Stock Markets June 2, 2026 05:24 AM

STMicroelectronics stock jumps as company sharply lifts 2026 data center revenue goal

Geneva-based chipmaker revises 2026 data center target to roughly $1 billion, citing strong AI infrastructure demand and capacity ramp progress

By Priya Menon

STMicroelectronics shares climbed nearly 10% after the company raised its 2026 data center revenue ambition to about $1 billion from a previous projection of "nicely above $500 million." Management also flagged the potential for a further doubling of data center revenue in 2027 versus earlier guidance. The move, supported by recent AI-related partnerships and production milestones, propelled the stock to a new 52-week high and made it the top performer on the CAC 40.

STMicroelectronics stock jumps as company sharply lifts 2026 data center revenue goal

Key Points

  • STMicroelectronics raised its 2026 data center revenue target to about $1 billion, up from a prior outlook of "nicely above $500 million." - Impacts the technology and semiconductor sectors.
  • Management indicated data center revenue could double again in 2027 compared with earlier guidance of "well above $1 billion." - Supports demand narrative for AI infrastructure components.
  • Jefferies reiterated a Buy rating with a EUR 74.00 price target and expects roughly two-thirds of the upgraded data center revenue to come from optical components, with the remainder from power chips. - Relevant for suppliers and investors focused on optical components and power semiconductor markets.

STMicroelectronics NV saw its stock surge by nearly 10.0% after the company issued a formal update that substantially increased its data center revenue target for 2026. The Geneva-headquartered chipmaker now expects data center revenue of approximately $1 billion for 2026, up from a prior forecast described as "nicely above $500 million."

Beyond 2026, STMicroelectronics told investors that data center revenue could double again in 2027 compared with the previous expectation of "well above $1 billion." The company attributed the higher targets to sustained AI infrastructure-led demand and to recent advances in ramping production capacity.

The guidance revision was anchored by several milestones the company has announced in recent months.
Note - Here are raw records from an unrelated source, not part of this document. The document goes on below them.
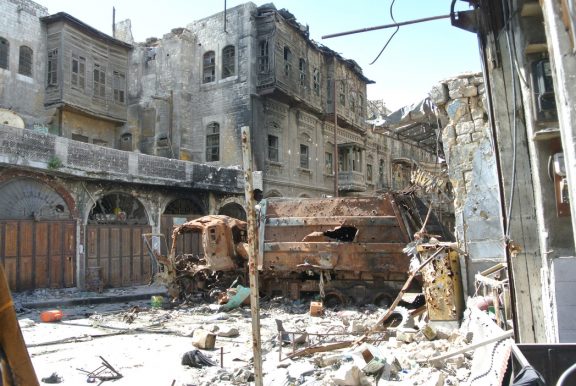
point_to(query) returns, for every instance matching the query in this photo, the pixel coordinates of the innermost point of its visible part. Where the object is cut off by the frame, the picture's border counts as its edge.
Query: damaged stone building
(514, 146)
(105, 139)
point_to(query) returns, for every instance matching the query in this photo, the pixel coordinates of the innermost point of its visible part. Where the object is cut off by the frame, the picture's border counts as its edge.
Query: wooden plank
(11, 249)
(41, 277)
(11, 270)
(126, 255)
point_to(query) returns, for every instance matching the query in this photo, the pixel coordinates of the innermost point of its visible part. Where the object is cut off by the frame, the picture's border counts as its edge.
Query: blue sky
(418, 56)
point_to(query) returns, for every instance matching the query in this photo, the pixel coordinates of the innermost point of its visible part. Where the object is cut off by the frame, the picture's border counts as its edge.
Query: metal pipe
(252, 253)
(336, 158)
(386, 26)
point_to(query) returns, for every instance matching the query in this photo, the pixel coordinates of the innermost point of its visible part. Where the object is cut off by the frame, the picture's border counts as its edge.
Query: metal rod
(335, 161)
(386, 26)
(252, 253)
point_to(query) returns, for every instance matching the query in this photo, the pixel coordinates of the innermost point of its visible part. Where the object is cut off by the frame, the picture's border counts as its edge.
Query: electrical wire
(514, 131)
(391, 36)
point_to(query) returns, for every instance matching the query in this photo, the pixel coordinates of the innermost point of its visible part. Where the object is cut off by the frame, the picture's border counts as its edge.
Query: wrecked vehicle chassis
(347, 250)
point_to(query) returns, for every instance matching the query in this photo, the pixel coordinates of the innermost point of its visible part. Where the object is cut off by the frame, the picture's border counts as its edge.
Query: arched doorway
(114, 243)
(37, 236)
(233, 209)
(178, 212)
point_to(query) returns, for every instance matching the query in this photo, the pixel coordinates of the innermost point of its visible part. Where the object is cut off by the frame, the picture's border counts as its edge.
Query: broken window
(80, 138)
(209, 69)
(263, 63)
(287, 61)
(302, 69)
(342, 92)
(328, 163)
(4, 51)
(119, 84)
(213, 142)
(52, 68)
(25, 61)
(368, 172)
(304, 161)
(78, 78)
(273, 148)
(316, 81)
(99, 79)
(228, 61)
(126, 142)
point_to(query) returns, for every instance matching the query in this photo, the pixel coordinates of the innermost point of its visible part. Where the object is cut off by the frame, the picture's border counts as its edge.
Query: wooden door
(119, 252)
(38, 254)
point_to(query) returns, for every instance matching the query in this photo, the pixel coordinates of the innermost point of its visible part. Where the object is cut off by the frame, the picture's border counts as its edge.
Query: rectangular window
(263, 63)
(78, 78)
(273, 148)
(99, 81)
(369, 172)
(53, 68)
(119, 83)
(213, 142)
(328, 163)
(316, 81)
(304, 161)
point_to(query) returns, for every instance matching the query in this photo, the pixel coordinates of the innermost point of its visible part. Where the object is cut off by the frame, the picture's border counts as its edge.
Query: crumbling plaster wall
(22, 94)
(472, 169)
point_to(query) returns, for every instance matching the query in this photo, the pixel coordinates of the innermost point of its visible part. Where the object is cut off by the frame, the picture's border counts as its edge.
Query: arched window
(25, 61)
(4, 50)
(287, 61)
(209, 67)
(213, 142)
(302, 69)
(228, 61)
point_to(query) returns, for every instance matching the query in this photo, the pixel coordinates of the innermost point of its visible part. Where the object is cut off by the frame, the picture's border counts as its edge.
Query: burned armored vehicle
(346, 249)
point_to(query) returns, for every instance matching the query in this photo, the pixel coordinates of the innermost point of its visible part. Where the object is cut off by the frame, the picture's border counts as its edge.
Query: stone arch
(30, 198)
(184, 206)
(118, 208)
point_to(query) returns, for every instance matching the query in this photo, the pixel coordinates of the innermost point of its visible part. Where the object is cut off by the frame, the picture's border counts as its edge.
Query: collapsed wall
(471, 160)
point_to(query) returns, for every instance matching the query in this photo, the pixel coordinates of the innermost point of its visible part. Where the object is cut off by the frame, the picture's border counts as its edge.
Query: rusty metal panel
(443, 286)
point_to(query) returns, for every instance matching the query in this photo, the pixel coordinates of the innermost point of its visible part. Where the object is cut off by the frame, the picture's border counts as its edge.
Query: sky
(417, 57)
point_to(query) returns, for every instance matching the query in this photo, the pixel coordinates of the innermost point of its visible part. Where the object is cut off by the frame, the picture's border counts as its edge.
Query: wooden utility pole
(252, 254)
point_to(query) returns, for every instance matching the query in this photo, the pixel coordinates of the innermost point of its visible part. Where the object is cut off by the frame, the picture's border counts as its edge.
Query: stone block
(439, 94)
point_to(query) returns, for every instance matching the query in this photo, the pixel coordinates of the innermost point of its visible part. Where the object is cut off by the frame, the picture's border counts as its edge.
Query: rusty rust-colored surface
(443, 285)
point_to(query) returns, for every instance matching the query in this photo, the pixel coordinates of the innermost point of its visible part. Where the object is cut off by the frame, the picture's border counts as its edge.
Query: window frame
(212, 142)
(273, 148)
(119, 86)
(263, 56)
(25, 61)
(4, 53)
(304, 156)
(78, 77)
(329, 163)
(52, 68)
(209, 67)
(228, 61)
(99, 81)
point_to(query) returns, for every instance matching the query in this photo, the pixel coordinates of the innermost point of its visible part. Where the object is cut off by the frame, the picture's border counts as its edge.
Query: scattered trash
(203, 339)
(196, 358)
(156, 301)
(51, 316)
(54, 378)
(103, 373)
(316, 309)
(242, 293)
These include an expanded multi-year engagement with Amazon Web Services, commencement of high-volume silicon photonics production for AI infrastructure, and a Physical AI collaboration with NVIDIA. Management framed the improved outlook as the direct result of these demand and production developments.

Analysts took note. Jefferies reiterated a Buy rating and kept a EUR 74.00 price target on the stock, highlighting that roughly two-thirds of the upgraded data center revenue guidance is expected to come from optical components. Jefferies specified that those optical components include microcontrollers, silicon photonic PICs, and BiCMOS EICs, with the remaining one-third of the uplift coming from power chips.

The company-specific news arrived against a broadly positive European market backdrop. The pan-European STOXX 600 index rose 0.7% on the day, led by the technology sector, which gained 2.4%. Peer names tied to AI and infrastructure, including Infineon and Schneider Electric, also advanced during the session, reflecting broader sector enthusiasm for AI infrastructure plays. An expected European Central Bank rate decision added a macroeconomic element to trading, but the STMicroelectronics announcement dominated market moves for the stock.

Shares of STMicroelectronics became the top performer on the CAC 40 for the trading day, reaching their highest level since September 2000. The stock closed at a new 52-week high of 65.34, reflecting a convergence of a transformational guidance upgrade, strong analyst backing, and a supportive sector rally tied to AI infrastructure demand.


Bottom line - The company has raised its 2026 data center revenue ambition to roughly $1 billion and indicated the potential for another doubling in 2027. The guidance rests on AI infrastructure demand and capacity ramp progress, with a large portion of the upgraded revenue expected to come from optical components.

Risks

  • The revised outlook depends on continued AI infrastructure-led demand and a successful production capacity ramp-up - a material risk for the semiconductor and data center supply chain if either element falters.
  • A concentration of the upgraded revenue forecast toward optical components means the company is exposed to product-mix and technology-specific execution risks within the optical components supply chain.
  • Macroeconomic developments, exemplified by an expected European Central Bank rate decision, add a broader market uncertainty that could influence investor appetite despite the company-specific catalyst.